Culture, Mode

Louis Vuitton x Jeff Koons : quand les sacs se parent d’œuvres d’art.

La marque au monogramme n'en finit décidément plus de faire le buzz : après une incursion remarquée dans le streetwear en s'associant avec Supreme, elle a invité Jeff Koons, l'un des artistes les plus controversés, à revisiter ses sacs emblématiques.

Mardi dernier, tout le gratin people était convié dans la salle des États pour découvrir cette dernière collaboration en date. Invités d’honneur aux côtés de la Joconde herself. Le Louvre semblerait bien être devenu le nouveau terrain de jeu du malletier, après avoir défilé pour la première fois dans la cour Marly en mars dernier. Et témoigne de ses liens inextricables avec l’art.

Louis Vuitton a manifesté à de nombreuses reprises son intérêt pour le domaine en travaillant étroitement avec des artistes : la marque avait déjà collaboré avec Stephen Sprouse, Takashi Murakami ou encore Richard Prince sous l’ère de Marc Jacobs. Sans compter la création de la Fondation à Paris, dédiée à l’art contemporain, et son rôle actif en tant que mécène. Cas historique, la maison a cette fois-ci autorisé l’artiste à redessiner le monogramme et y ajouter ses propres initiales.

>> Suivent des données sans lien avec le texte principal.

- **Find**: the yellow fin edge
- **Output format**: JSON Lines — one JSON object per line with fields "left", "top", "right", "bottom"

Cela donne lieu à une collaboration détonante, haute en couleurs, à l’instar de la vidéo promotionnelle, où l’on y voit les personnages prendre vie et s’encanailler avec Chocolate de Jesse Ross en fond sonore. Impertinent. Les tableaux choisis font partie de la série Gazing Ball que Koons avait présenté à New York en 2015, où ils étaient agrandis comme une affiche avec une boule de verre bleue devant. Parmi ce casting cinq étoiles, on retrouve la Joconde de de Vinci, la Chasse au tigre de Rubens, la Gimblette de Fragonard, Champ de blé avec cyprès de Van Gogh, et Mars, Vénus et Cupidon du Titien. Ce n’est pas moins de 51 pièces qui sont parées de ces tableaux mythiques. L’accessoire en forme de lapin orne les sacs, signe de distinction de Jeff Koons. Une biographie ainsi qu’un portrait des deux artistes et une mention pour le musée où l’oeuvre est exposée seront contenues dans le sac.

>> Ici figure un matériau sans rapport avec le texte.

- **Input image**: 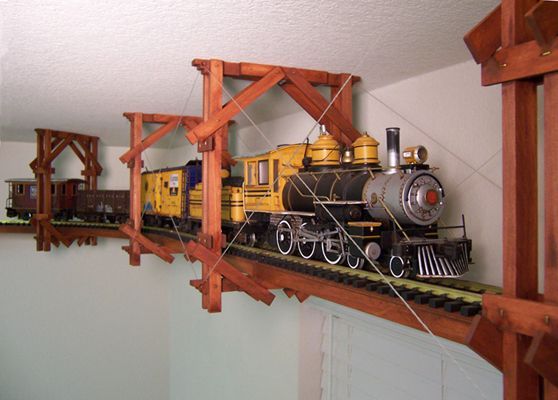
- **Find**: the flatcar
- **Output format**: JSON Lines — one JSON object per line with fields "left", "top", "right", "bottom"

{"left": 5, "top": 178, "right": 85, "bottom": 220}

La collection n’est pas encore sortie qu’elle fait déjà des émules. Elle déchaîne les passions sur les réseaux sociaux, certains criant au mauvais goût, d’autres au génie. Véritable objet d’art ou coup de bluff marketing ? La question se pose. Atteignant une audience plus large, l’art est un formidable canal de communication pour les grandes marques en quête d’une valorisation et crédibilité toujours plus accrue. Un chamboulement témoignant de la porosité entre l’art et le luxe. Mais n’est-ce pas un pari risqué pour une marque à l’aura si prestigieuse de détourner ces œuvres d’arts ? Et d’avoir choisi un artiste à la réputation sulfureuse ?

La collection «Masters» sera disponible dans les boutiques Louis Vuitton à partir du 28 avril. Une affaire qui, pour sûr, est dans le sac.